Instead of autism, I want to blog today about blindness. No, not the visual disability, but the attitude of people towards those with disabilities. (Throughout this post, I will use the term "blind" as that is the term I grew up with.)
There has always been a fear in the back of my mind that one day I would go blind. I don't know at what point it started, but as long as I remember, I did not have good vision without glasses. It wasn't noticed until I was 4 years old, when a friend of my mothers noticed that I would watch TV with my nose practically up against the glass. Fortunately, my extreme nearsidedness was easily corrected with glasses. But each year (this was back in the 1950's) my parents would get a mailing each summer, while school was out, offering services for the blind to me. This was back before IDEA so I suspect what the mailings concerned was me going to a school for the blind. In those days, that is how the school system dealt with blindness-send the children away.
At least in New York they were trying to educate them, which wasn't true for all disabilities.
As I grew up in New York City, I'm pretty sure that I would have ended up in a school for the blind in NYC. But for people in upstate, the choice may have been a school in Batavia, NY.
By the time I was 11 my uncorrected vision would have been enough to classify me as legally blind, and I wore glasses full time. All I have to do, to experience blindness, is take my glasses off. How lucky I am that a low tech solution was available to me.
As I've blogged before, things were very different for people with disabilities in that day. Some people are so nostalgic for the 40's and 50's but there was a lot of ugliness right underneath the surface.

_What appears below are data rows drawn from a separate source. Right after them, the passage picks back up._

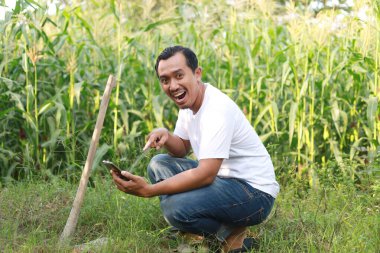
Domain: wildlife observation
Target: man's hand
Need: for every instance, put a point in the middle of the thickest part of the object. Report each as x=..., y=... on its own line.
x=135, y=185
x=157, y=138
x=161, y=137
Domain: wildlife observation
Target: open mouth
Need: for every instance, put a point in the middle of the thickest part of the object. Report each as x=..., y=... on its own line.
x=179, y=96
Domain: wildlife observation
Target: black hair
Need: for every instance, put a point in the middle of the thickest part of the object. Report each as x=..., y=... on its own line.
x=191, y=58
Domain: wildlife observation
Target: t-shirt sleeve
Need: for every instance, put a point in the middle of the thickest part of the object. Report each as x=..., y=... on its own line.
x=181, y=126
x=217, y=131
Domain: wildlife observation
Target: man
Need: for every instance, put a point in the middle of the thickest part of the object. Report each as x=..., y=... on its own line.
x=232, y=185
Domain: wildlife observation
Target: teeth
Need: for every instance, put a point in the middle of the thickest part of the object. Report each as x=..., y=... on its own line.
x=179, y=94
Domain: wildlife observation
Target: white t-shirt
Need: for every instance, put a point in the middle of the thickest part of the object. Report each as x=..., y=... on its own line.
x=220, y=130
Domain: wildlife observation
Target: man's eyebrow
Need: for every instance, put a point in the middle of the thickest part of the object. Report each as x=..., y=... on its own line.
x=172, y=72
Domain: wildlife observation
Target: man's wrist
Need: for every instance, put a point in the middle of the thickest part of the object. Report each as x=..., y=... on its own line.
x=150, y=191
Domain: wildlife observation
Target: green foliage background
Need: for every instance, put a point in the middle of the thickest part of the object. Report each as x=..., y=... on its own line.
x=308, y=82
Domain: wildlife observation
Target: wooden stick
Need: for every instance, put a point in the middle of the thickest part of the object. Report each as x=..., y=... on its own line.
x=75, y=210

And the blind people of that era paid a horrible price for that prejudice. But I did not really understand it until a few days ago.

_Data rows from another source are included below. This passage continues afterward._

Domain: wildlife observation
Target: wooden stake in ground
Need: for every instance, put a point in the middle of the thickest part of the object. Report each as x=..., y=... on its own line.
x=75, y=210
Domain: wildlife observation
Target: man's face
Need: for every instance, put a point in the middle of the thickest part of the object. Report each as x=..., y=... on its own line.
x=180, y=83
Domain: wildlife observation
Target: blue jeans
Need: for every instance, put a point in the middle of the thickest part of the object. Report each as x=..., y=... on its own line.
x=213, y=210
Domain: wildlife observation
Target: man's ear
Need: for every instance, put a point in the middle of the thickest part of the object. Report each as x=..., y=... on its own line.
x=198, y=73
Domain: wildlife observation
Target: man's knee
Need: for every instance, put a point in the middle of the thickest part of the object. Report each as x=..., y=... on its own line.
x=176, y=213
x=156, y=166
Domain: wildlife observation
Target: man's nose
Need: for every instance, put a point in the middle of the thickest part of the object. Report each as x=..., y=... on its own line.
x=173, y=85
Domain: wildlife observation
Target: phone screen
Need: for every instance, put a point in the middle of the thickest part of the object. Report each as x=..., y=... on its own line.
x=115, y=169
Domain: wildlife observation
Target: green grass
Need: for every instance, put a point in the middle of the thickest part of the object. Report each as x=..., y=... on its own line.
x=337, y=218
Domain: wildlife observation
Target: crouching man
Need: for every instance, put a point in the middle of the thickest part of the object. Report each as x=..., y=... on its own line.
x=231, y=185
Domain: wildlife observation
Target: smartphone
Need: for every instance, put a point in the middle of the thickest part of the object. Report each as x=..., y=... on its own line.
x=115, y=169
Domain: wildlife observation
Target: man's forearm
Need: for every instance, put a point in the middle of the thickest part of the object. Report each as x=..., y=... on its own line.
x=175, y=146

Someone I know (not well, but I know a very good friend of his) suffers from a medical condition, which left him blind about three years ago despite a last ditch surgery up in Syracuse, NY. He retired (he had enough service in and he was in his early 60's anyway) from his job and ended up working at a place in downtown Binghamton, which (this may be unfair) may be on the order of a sheltered workshop.
What I did not know, until a few days ago, is that this man actually was born blind, spent most of his childhood blind, and went to that school for the blind in Batavia. At some point in his growing up, a series of surgeries gave him a degree of vision, and he was able to work in the "usual" workplace. He's never seen well enough to drive, but that never stopped him. He's a lovely person. He has friends. He has a good life.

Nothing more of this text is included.